I like that a set this size still commits to a real building mechanism instead of just stacking a shape. It will not fill a shelf on its own, and if you already own the bigger Lord of the Rings Icons sets it plays best as a companion piece next to them rather than a headline build. Get it if you love the source material and want the detail piece the big castles are missing, skip it if you need part count to justify the price.
Best for: Lord of the Rings collectors who already have the big Icons castles and want the missing siege piece
What it is
I will be honest, my first reaction to Grond was how much personality LEGO squeezed into a small ram. This is the siege engine that breaks the gate of Minas Tirith in Return of the King, all snarling wolf head and grinding wheels, and the model does not try to soften that. It leans into the menace, dark grays and browns, a head that actually looks like it is straining forward, and a base sturdy enough that the whole thing has real weight in your hands when it is done.
The catch
Where I have to be straight with you is the size. At 307 pieces this is a quick build, not an evening project, and if you are coming to it expecting a Rivendell or Barad-dur scale centerpiece you will be disappointed. It reads much better as the piece that completes a shelf of bigger Lord of the Rings sets than as something that stands on its own. The price per piece is also on the steep side for what you get, which is common for licensed accessory sets but worth knowing going in.
Who it's for
This one is for the Lord of the Rings collector who already has the gates of Minas Tirith or another large Icons build and wants the detail piece to go with it. If you are new to the theme or building on a tight budget, I would put your money toward one of the bigger sets first and treat Grond as something to add later.
The parts story
What the build is actually like, and the pieces worth knowing about.
The build itself moves fast, which fits the subject, this is a battering ram, not a cathedral. Most of your time goes into the undercarriage and the wheel assemblies, getting the proportions of a heavy, dragged siege weapon right, before the last stretch is all about the head. That is where the set earns its keep, a sculpted, snarling wolf face built up in layers rather than a single big piece, with enough angle and texture that it holds your eye from across a room.

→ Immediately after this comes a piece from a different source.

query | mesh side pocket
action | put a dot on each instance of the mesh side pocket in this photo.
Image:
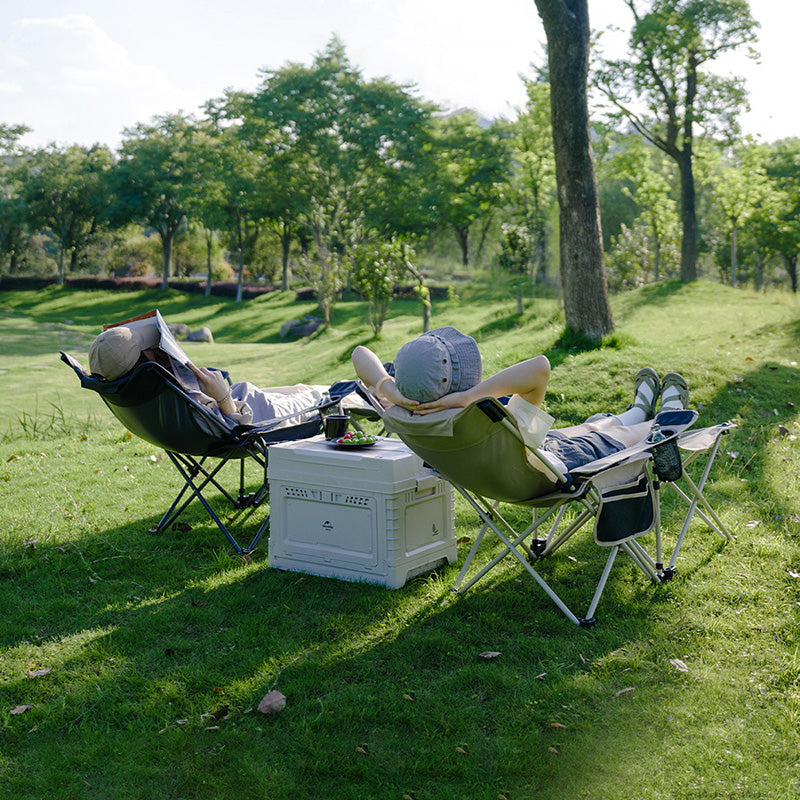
(625, 511)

For a set this size there is not a deep well of rare parts to hunt for, but the wheel and axle pieces do a lot of the visual work, giving the model a sense of grinding, dead weight momentum rather than looking like a toy on casters. If you already own other Lord of the Rings Icons sets you will recognize the color palette LEGO is using across the line, which is part of why this one is best appreciated as a companion piece rather than a solo build.
Fun facts
- 01In Tolkien's story, Grond is named after the mace of the dark lord Morgoth, the same name later given to Sauron's forces for the ram that breaks the gate of Minas Tirith.
- 02The ram is built with a wolf head at its front in Peter Jackson's Return of the King, a detail this LEGO model is built specifically to recreate.
- 03Grond arrives as part of LEGO's ongoing expansion of Lord of the Rings sets under the Icons theme, joining the larger architectural style builds from the same line.